(1)
Residential
habilitation services are generally provided in the person's home, and
include assistance with acquisition, retention or improvement in skills related
to life safety and fire evacuation; to activities of daily living, such as
personal grooming and cleanliness, bed making and household chores, eating and
the preparation of food; and social and adaptive skills necessary to enable the
person to reside in a noninstitutional setting. These services are distinct
from any programming provided as day habilitation pursuant to paragraph (b)(2)
of this section, but will in some circumstances involve the person's
involvement in learning situations outside of the home. Allowable activities
include:
(i) Training in independent
performance of personal hygiene tasks such as appropriate toileting, bathing,
toothbrushing, hand and face washing, shaving, and use of deodorant and
mouthwash.
(ii) Training in
independent performance of self-care tasks such as eating and use of
appropriate dining utensils, dressing and use of grooming aids such as
hairbrushes, combs, nail clippers, razors, etc.
(iii) Training in independent performance of
general household chores such as meal preparation, routine shopping, laundry,
cleaning, and maintenance of an orderly environment.
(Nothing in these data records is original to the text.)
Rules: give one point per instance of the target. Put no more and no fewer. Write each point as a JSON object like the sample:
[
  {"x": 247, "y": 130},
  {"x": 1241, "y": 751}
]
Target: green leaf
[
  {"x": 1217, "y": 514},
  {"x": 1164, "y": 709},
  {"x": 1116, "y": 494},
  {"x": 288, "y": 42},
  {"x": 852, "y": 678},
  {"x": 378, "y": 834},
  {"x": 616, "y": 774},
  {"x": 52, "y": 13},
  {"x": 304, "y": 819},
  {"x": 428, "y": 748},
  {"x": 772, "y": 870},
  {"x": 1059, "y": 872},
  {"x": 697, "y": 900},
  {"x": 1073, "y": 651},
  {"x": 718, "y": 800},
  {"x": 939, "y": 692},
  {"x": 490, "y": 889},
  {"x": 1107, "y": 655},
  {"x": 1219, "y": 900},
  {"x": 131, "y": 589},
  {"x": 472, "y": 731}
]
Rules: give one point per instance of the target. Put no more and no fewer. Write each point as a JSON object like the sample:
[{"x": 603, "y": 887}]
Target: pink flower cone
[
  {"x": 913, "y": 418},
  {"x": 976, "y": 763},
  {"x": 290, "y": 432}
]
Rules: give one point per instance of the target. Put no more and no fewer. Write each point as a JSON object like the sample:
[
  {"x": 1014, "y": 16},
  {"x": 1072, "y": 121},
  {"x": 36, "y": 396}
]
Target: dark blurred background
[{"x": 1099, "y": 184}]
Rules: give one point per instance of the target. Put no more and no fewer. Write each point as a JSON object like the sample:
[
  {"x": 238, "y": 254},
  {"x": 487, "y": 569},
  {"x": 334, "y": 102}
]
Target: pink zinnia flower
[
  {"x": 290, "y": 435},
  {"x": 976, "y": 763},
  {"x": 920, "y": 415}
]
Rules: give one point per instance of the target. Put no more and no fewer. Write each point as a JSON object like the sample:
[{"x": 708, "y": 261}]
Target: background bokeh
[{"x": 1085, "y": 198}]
(iv) Mobility training for maximum
independence in travel to and from work or activity center, community stores,
recreational sites, etc. It includes training in the use of public
transportation.
(v) Training to
maximize independence in personal health care such as regular medical and
dental appointments, basic first aid skills, self-medication, where
appropriate, and basic knowledge of proper nutritional habits.
(vi) Training to maximize personal financial
management such as recognition and counting skills, use of money for
over-the-counter purchases, and change making.
(vii) Training in appropriate social
behaviors which are normative in both the community and household settings such
as conducting oneself appropriately in restaurants, on public transportation
vehicles, in recreational facilities, and in stores and other public
places.
(viii) Training in the
performance of fire evacuation behaviors and other appropriate life safety
activities.
(ix) Providing
"hands-on" assistance with the person's physical dependency needs related to
the residential habilitation services to ensure health and safety and/or
attainment of personal objectives/goals.
(x) Necessary transportation (see Glossary
[Subpart 635-99 of this Title]). Further, effective July 1, 1996, the provider
of residential habilitation services in an individualized residential
alternative (IRA) shall be responsible for any necessary transportation to and
from physician, dentist, and other clinical services. Nothing herein shall be
interpreted as precluding the accessing of separate Medicaid claiming for
emergency/nonemergency ambulance services (as defined in 18 NYCRR 505.10)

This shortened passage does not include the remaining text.